7. Production of test plate
Example 1
Step (1): the intercoat coating material (C-1) was electrostatically applied to the object 1 by using a rotary atomizing bell coater so that the cured film thickness became 35 μm. Left to stand for 3 minutes and then preheated at 80 ℃ for 3 minutes, thereby forming an uncured intercoat coating film.
Step (2): further, the metal base paint (A-1) prepared as described above was applied on the obtained uncured intermediate coating film using a robot bell manufactured by ABB company under conditions of a coating room temperature of 23 ℃ and a humidity of 68% so that the dried coating film became 1.0 μm in thickness. The film was left to stand for 3 minutes, followed by preheating at 80 ℃ for 3 minutes, thereby forming an uncured metal base coating film.
And (3): subsequently, a clear coating film 1(E-1) was applied on the uncured metal coating film by using a robot bell manufactured by ABB corporation under conditions of a coating room temperature of 23 ℃ and a humidity of 68% so that the dry coating film became a film thickness of 25 μm, thereby forming a clear coating film 1. After coating, the cured film was left at room temperature for 7 minutes, and then heated at 140 ℃ for 30 minutes using a hot air circulation type oven to simultaneously dry the three-layer coating film, thereby forming a multilayer coating film.
And (4): subsequently, a transparent coloring paint (B-1) was applied on the multilayer coating film using a rotary atomizing electrostatic coater so that the film thickness as a cured coating film became 15 μm. Left to stand for 3 minutes, and then the film was preheated at 80 ℃ for 3 minutes, thereby forming an uncured transparent colored coating film.

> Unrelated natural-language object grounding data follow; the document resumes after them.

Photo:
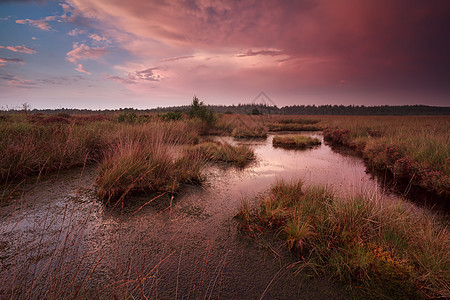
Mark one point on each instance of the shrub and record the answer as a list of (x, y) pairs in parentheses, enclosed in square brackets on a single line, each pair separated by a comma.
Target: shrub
[(171, 116), (295, 141), (127, 117), (199, 110), (382, 246)]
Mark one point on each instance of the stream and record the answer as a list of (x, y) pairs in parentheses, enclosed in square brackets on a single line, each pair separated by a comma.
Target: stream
[(57, 237)]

And (5): further, a clear coating 2(E-1) was applied to the obtained uncured clear colored coating film under conditions of a coating room temperature of 23 ℃ and a humidity of 68% using a robot bell manufactured by ABB corporation so that the dry coating film had a film thickness of 35 μm, thereby forming a clear coating film 2. After coating, the film was left at room temperature for 7 minutes, and then heated at 140 ℃ for 30 minutes using a hot air circulation oven to simultaneously dry the two coating films, thereby producing a test panel.

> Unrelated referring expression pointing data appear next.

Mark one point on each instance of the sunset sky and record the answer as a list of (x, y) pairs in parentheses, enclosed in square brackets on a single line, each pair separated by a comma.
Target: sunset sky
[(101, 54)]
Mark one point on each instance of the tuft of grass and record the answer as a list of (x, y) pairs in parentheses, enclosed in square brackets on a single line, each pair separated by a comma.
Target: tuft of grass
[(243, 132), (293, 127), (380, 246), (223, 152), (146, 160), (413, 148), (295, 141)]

Here, the film thickness of the dried coating film of the metal base coating film described in table 2 was calculated from the following formula (2). The same applies to the following embodiments.
x=(sc*10000)/(S*sg) (2)
x: film thickness (mum)
sc: coating (coating) solid content (g)
S: evaluation area (cm) of coating (coating) solid content2)
sg: specific gravity (g/cm) of coating film3)
Examples 2 to 8 and comparative examples 1 to 2
Test panels were obtained in the same manner as in example 1, except that the compositions of the respective coating materials were changed to the compositions shown in table 2.
Comparative example 3
Step (1): the intercoat coating material (C-1) was electrostatically applied to the object 1 so that the cured film thickness became 35 μm using a rotary atomizing bell coater. Left to stand for 3 minutes and then preheated at 80 ℃ for 3 minutes, thereby forming an uncured intercoat coating film.
Step (2): further, a metal base paint (A-3) was applied to the obtained uncured intermediate coating film using a use robot bell manufactured by ABB company under conditions of a coating room temperature of 23 ℃ and a humidity of 68% so that the dried coating film had a film thickness of 15 μm. Left to stand for 3 minutes and then preheated at 80 ℃ for 3 minutes, thereby forming an uncured metal base coating film.
And (3): subsequently, using a robot bell manufactured by ABB corporation, clear coating 1(E-1) was applied to the uncured metal coating film so as to have a film thickness of 25 μm based on the dried coating film under conditions of a coating room temperature of 23 ℃ and a humidity of 68%, thereby forming a clear coating film. After coating, the coated film was left at room temperature for 7 minutes, and then heated at 140 ℃ for 30 minutes using a hot air circulation type oven to simultaneously dry the three-layer coating film, thereby forming a multilayer coating film.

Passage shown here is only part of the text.